The end of the .io domain?
This blog runs on tindale.io. I also own tindale.xyz — just in case.
On 03/10/2024, the UK Government agreed to hand back sovereignty of the Chagos Archipelago to Mauritius — and with it, the future of the British Indian Ocean Territory, the “IO” in .io, became uncertain.
Why anyone cares about .io
Over 1.6 million domains are registered under .io. It became the default TLD for startups and developer tooling because “I/O” (Input/Output) is fundamental computing vocabulary — short, meaningful, and available when .com was saturated. GitHub Pages runs on github.io. Sentry, Codepen, Etherscan, itch.io.
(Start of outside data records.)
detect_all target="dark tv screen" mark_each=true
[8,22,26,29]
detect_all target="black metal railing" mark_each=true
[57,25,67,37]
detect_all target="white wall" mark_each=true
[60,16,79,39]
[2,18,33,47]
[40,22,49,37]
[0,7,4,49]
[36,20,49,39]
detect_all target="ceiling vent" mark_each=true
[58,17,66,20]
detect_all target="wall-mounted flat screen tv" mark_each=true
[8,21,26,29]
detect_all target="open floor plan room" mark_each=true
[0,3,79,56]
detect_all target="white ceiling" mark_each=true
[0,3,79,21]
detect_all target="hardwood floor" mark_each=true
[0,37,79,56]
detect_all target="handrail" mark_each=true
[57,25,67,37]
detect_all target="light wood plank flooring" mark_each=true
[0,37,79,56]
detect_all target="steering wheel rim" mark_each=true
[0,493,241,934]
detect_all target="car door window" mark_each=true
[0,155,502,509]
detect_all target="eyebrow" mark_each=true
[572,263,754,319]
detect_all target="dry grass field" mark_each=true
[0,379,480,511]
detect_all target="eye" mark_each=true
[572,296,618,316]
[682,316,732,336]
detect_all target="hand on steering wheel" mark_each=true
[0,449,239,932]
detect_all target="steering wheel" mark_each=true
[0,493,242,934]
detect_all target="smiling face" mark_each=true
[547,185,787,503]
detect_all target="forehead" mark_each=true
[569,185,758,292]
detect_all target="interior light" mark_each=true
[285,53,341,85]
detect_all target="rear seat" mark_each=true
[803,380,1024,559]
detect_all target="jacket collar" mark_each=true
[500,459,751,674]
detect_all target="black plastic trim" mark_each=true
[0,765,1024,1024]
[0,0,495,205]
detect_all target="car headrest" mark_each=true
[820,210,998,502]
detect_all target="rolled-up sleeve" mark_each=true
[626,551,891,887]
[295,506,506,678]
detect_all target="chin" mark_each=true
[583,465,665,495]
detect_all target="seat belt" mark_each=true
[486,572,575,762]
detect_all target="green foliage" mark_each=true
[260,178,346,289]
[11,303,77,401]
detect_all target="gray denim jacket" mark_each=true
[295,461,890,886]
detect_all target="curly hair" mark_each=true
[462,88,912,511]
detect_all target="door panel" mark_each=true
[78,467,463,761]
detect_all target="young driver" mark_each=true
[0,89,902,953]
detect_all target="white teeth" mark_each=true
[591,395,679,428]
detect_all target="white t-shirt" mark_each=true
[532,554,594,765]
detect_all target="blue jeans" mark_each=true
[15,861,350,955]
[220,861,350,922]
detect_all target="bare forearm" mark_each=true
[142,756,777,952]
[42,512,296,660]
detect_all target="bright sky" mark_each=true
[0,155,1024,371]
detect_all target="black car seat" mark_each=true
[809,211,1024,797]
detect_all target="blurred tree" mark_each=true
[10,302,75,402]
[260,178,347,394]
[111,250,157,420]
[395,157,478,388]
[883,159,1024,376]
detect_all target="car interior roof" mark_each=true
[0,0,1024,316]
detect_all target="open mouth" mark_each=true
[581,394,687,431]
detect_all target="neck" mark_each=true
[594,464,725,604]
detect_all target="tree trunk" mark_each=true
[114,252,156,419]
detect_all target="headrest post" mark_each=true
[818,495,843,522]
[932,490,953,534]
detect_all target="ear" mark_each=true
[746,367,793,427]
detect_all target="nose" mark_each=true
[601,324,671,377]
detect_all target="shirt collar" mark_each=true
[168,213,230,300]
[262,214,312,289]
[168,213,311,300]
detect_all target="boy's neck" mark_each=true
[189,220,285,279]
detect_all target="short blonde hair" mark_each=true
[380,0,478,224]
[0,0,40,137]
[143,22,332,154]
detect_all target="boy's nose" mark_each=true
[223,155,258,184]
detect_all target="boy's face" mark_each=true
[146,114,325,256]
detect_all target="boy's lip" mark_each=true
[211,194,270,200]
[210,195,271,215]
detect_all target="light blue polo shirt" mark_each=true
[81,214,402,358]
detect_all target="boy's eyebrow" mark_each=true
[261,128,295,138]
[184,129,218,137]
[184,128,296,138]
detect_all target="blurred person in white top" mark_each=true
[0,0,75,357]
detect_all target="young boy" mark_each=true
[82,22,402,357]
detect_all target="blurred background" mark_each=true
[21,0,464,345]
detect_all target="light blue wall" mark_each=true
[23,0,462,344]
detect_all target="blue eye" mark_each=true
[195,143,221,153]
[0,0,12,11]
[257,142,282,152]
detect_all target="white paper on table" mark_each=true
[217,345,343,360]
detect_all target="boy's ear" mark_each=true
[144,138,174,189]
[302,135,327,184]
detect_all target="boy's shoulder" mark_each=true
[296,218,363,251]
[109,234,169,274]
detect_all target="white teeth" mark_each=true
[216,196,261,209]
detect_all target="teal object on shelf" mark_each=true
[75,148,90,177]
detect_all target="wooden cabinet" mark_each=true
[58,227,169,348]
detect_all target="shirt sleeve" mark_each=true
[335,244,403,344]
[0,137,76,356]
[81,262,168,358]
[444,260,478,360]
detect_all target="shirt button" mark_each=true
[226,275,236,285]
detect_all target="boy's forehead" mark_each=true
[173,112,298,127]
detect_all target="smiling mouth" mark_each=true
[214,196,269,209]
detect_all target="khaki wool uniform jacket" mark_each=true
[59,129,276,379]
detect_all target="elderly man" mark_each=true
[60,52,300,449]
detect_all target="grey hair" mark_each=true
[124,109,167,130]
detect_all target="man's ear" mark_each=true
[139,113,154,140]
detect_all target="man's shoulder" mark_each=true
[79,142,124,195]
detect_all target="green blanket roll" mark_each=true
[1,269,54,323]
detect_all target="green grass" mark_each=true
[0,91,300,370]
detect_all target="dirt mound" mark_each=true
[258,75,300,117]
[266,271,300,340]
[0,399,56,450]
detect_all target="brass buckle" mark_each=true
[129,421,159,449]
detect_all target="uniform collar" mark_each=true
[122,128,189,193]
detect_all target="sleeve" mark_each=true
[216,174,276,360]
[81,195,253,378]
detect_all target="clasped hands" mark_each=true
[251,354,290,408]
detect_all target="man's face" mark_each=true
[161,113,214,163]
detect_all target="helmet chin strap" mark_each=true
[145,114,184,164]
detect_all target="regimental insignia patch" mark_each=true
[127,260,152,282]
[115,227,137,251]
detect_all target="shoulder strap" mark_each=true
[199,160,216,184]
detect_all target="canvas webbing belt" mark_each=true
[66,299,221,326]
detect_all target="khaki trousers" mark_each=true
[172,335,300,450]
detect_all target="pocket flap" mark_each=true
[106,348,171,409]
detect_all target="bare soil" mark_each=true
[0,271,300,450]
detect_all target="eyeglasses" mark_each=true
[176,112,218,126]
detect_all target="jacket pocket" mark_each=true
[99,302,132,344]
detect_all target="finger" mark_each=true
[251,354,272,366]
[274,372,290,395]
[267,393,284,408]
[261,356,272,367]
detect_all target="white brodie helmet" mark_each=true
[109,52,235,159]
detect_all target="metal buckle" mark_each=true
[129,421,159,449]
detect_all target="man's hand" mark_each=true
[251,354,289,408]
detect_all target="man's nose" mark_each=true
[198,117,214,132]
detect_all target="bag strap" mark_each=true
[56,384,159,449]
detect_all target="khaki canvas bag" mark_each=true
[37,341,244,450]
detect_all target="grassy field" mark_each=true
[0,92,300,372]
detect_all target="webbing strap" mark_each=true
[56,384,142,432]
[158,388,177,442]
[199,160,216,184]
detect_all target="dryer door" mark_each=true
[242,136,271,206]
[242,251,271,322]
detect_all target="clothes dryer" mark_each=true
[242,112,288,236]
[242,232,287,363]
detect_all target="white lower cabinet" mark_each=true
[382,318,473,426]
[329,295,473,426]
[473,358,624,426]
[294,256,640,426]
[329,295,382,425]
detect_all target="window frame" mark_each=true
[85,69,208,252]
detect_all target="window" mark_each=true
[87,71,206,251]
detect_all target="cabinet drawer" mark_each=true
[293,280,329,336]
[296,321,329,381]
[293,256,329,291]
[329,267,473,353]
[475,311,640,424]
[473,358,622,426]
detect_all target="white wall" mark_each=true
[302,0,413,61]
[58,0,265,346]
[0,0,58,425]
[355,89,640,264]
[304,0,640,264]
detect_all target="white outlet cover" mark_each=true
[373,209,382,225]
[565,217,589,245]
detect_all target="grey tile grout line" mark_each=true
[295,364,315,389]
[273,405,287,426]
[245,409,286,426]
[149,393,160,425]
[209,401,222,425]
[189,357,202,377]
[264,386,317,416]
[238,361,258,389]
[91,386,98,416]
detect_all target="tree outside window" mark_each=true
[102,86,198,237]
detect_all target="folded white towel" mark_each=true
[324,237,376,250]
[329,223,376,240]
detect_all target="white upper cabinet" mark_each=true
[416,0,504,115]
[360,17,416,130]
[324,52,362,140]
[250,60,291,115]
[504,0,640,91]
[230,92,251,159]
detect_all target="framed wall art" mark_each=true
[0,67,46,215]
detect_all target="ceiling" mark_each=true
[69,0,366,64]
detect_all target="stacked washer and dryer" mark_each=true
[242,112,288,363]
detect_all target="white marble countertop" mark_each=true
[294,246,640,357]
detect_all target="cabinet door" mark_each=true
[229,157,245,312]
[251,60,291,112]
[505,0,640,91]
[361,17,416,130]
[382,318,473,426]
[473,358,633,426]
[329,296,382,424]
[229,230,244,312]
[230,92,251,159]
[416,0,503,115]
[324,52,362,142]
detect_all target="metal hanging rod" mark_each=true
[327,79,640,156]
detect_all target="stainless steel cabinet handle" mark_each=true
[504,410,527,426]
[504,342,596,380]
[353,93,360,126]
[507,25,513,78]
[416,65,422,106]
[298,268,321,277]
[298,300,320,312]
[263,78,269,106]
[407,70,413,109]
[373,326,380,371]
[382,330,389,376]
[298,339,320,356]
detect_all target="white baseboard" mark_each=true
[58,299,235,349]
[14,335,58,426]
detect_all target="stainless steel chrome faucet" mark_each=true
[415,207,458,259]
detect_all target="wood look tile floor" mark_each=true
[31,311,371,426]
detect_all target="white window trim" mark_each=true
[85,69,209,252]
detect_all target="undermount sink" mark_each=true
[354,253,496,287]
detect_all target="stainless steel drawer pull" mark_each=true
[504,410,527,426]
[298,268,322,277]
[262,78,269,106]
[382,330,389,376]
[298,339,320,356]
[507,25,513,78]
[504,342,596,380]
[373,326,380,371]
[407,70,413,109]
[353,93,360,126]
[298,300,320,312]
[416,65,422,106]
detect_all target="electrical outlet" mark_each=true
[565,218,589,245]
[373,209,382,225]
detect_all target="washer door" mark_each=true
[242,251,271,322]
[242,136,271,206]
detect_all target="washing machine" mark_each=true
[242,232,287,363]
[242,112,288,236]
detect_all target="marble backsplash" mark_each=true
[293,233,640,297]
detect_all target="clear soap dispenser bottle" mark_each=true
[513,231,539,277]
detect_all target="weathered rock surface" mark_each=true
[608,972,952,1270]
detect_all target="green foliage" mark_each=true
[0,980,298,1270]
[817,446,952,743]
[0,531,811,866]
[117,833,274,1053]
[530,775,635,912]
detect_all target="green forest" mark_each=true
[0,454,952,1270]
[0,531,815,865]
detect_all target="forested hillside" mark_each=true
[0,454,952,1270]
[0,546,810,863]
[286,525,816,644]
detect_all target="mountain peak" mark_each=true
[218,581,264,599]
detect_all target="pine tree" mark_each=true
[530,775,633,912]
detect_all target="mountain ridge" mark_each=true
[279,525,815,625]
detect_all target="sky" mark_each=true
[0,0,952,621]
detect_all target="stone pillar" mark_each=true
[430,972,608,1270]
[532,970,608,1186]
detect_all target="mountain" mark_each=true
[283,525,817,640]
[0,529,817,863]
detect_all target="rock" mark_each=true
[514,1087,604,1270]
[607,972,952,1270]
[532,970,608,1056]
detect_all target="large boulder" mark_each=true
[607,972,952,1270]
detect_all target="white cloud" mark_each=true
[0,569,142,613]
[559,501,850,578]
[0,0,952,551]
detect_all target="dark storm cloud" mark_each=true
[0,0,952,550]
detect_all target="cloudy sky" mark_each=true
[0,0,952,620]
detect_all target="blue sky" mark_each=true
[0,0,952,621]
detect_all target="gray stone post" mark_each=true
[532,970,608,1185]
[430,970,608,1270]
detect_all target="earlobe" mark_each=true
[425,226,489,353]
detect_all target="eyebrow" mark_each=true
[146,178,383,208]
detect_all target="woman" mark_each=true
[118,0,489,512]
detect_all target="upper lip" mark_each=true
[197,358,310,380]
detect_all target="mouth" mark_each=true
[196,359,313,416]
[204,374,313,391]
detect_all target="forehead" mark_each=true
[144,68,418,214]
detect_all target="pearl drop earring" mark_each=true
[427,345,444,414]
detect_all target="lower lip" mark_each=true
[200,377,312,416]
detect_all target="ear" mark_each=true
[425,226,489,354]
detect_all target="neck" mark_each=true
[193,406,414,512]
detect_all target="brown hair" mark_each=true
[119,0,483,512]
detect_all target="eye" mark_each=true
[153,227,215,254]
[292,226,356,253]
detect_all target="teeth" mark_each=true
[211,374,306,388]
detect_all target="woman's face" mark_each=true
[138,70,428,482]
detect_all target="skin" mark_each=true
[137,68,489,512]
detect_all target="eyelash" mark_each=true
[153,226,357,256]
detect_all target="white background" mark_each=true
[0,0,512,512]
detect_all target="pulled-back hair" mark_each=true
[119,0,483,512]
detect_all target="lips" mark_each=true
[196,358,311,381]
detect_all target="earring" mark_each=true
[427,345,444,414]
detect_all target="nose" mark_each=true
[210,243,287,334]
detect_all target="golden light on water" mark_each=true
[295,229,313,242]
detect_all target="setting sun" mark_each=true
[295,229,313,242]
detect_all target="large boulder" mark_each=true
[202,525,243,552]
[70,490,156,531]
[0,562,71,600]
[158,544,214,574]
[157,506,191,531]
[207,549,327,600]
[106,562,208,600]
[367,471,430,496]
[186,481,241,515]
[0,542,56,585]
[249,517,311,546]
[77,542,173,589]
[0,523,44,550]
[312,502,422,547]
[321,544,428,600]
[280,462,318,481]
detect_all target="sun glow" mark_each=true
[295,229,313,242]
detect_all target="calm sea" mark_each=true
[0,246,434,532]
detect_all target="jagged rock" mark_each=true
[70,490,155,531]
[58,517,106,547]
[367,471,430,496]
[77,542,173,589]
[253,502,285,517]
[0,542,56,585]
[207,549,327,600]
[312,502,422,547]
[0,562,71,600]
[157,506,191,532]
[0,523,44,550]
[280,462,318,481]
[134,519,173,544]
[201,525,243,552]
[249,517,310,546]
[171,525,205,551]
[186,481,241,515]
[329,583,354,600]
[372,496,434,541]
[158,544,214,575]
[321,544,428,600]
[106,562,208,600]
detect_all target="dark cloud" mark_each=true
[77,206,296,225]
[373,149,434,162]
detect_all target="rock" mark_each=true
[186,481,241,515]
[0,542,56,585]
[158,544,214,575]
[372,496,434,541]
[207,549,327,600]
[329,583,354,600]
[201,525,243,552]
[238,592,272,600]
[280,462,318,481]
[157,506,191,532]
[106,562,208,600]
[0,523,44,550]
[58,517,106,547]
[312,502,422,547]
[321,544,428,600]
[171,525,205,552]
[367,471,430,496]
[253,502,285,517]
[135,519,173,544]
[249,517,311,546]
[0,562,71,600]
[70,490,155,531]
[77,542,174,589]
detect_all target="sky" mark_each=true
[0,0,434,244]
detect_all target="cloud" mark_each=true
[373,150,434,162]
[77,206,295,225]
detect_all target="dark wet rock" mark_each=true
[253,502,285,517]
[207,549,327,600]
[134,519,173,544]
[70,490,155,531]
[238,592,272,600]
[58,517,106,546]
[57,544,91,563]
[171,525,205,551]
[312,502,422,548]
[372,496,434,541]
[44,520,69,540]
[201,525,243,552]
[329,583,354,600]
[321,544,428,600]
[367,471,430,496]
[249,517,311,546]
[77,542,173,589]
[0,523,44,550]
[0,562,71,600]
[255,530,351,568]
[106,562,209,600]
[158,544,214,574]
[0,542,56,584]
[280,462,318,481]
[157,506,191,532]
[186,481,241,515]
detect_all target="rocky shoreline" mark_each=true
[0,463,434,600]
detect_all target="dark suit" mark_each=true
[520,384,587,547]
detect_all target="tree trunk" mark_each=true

What actually happens when a territory dissolves?
The short answer: nothing quickly.
Country code TLDs are assigned based on ISO 3166-1 country codes. IANA (which manages the DNS root) won’t act until ISO removes “IO” from that standard. That hasn’t happened. And even when it does, a formal five-year retirement clock starts — not an immediate switch-off. The 2022 ccTLD retirement policy sets a default five-year transition, extendable to ten years.
The historical record makes this clear:
- Yugoslavia dissolved in 1991. .yu survived until 2010 — 18 years.
- Portuguese Timor became East Timor in 2002. .tp lasted until 2015 — 13 years.
- The Soviet Union collapsed in 1991. .su is still active today, and wasn’t formally notified of retirement until 2025, with a target wind-down of 2030.
Where things stand (February 2026)
ICANN addressed .io directly in November 2024: no action until ISO acts, and ISO won’t act until the handover is legally complete.
The UK-Mauritius treaty was eventually signed in May 2025, but it isn’t ratified. The UK parliament is still working through it as of February 2026, with ratification not expected until later in the year at the earliest.
Even in the most accelerated scenario — ratification in 2026, ISO acting promptly, IANA immediately triggering retirement — .io goes dark no earlier than 2031. Based on historical norms, 2033–2036 is more realistic.
The registry has said nothing to suggest a wind-down. Registrations and revenue continued growing through 2025. A registry clearing £31.6m a year isn’t quietly sunsetting.
The question mark in the title is doing a lot of work.